At some point, you'll probably need to borrow money to make significant purchases or pursue personal goals. Buying your first car or starting your own business will likely require getting a loan from a financial institution or another lender.

A loan is a financial arrangement between you and a lender, such as a bank. Both of you agree on terms and conditions, stating you'll repay them money borrowed within a determined amount of time. In return for this service, the lender charges interest, usually expressed as an 'annual percentage rate' (APR). For example, if you have a $3000 loan with a 10% interest rate, over the course of the year, you will pay $300.

Why is interest included? Lenders take on a degree of risk in the event you are not able to pay them back.

Comparing Interest Rates
Financing a used car at 12% at 6%
cost $6,000.00 $6,000.00
you have $2,000.00 $2,000.00
you borrow $4,000.00 $4,000.00
your payments $105.37 $93.96
total interest $1,057.76 $510.08
Total cost: $7,057.76 $6,510.08
  You save: $547.68
* Interest is compounded annually, over a period of 4 years (48 months)

Types of credit

Not all types of credit are the same — credit cards, lines of credit and term loans have different uses, and different terms and conditions. Some credit products have a variable interest rate, which means the interest rate you pay will vary with the cost of credit. Other credit products have an interest rate that is fixed for the duration of the loan.

Credit cards

A credit card works much like other types of loan — you take out a loan to make a purchase, and you agree to pay back the loan, including any interest. Unlike other loan products, additional features make credit cards a handy payment tool:

  • They are quick and easy to use, and widely accepted.
  • They are not hard to get, especially if you've already got a good credit history.
  • There is often — not always — a grace period before you have to pay interest.

Credit cards have costs associated with them that you should know about. You may pay an annual fee for the use of the card. Plus, you pay interest if you don't pay the full balance due each month. Each month, your bill will show the minimum you must pay — but be careful, if you pay only the minimum payment, you will be carrying a balance and paying interest for a long time.

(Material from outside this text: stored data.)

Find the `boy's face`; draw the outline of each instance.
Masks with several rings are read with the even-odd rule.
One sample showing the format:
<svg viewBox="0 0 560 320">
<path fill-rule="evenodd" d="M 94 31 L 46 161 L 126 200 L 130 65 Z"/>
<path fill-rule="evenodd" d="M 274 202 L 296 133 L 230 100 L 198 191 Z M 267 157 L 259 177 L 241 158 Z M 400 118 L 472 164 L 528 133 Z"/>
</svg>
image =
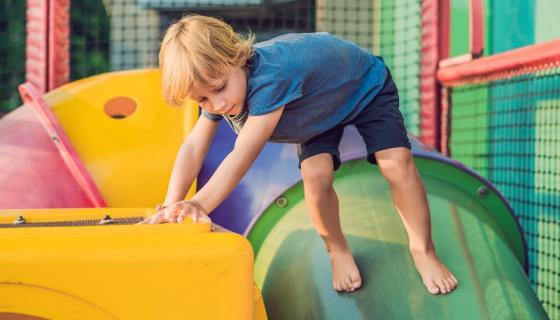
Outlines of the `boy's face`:
<svg viewBox="0 0 560 320">
<path fill-rule="evenodd" d="M 192 98 L 207 112 L 236 115 L 243 110 L 247 95 L 247 70 L 245 67 L 230 68 L 216 87 L 195 86 Z"/>
</svg>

It is better to pay off your credit card balance in full each month, within the grace period, to avoid paying interest. If you are finding this difficult, this may be a sign that you need to re-evaluate your monthly spending.

Another feature of credit cards is the cash advance. This is a loan, and the grace period doesn't apply like on purchases, so you have to pay interest on it from the day you take it out. The charges can add up, so cash advances should be used only for emergencies.

Like other financial products, different cards have different features and different charges. Shop around to find the one that offers the services you need at the best price. Interest rates can vary substantially depending on what kind of card you have.

Student loans

A student loan is an investment in your future. But it is wise to take borrowing for school just as seriously as any other type of loan. Student loans are arranged by the provincial and federal governments. The student loan program arranges to lend you money while you are in a post-secondary education program. You repay the loan at an interest rate set by the government starting six months after you leave school.

Student loans are low-cost, but they are not free, and you have to be able to manage the payments when you leave your education program. So know how much you'll require, and don't borrow more than you need. Don't forget that there are other options that can reduce the amount you need to borrow:

  • Apply for scholarships and bursaries.
  • Use your savings, and consider selling high-value assets you may have, such as a car.
  • Consider a part-time job. The more you can earn, the less you have to borrow.

Remember, a student loan is a legally enforceable contract. Make sure you understand the terms and are able to live up to them.

Borrowing Tips

  1. Shop around
    Compare interest rates for loans at different banks and financial institutions. The interest they charge will vary, so make sure you see what's out there in the market. Depending on the size of your loan, the interest rate can make a big difference in the total cost of your loan, so pay attention. You don't have to accept your first offer.
  2. Keep within your budget
    Borrow only what you can afford. That way you can pay back your loan, plus expenses, and still have some of Your Money left for savings.
  3. Pay back more and pay more often
    Two things affect the cost of a loan: the interest rate and the length of time it takes you to repay. Making additional payments when you can against the principal of a loan will mean you'll pay it off sooner and pay less interest in total.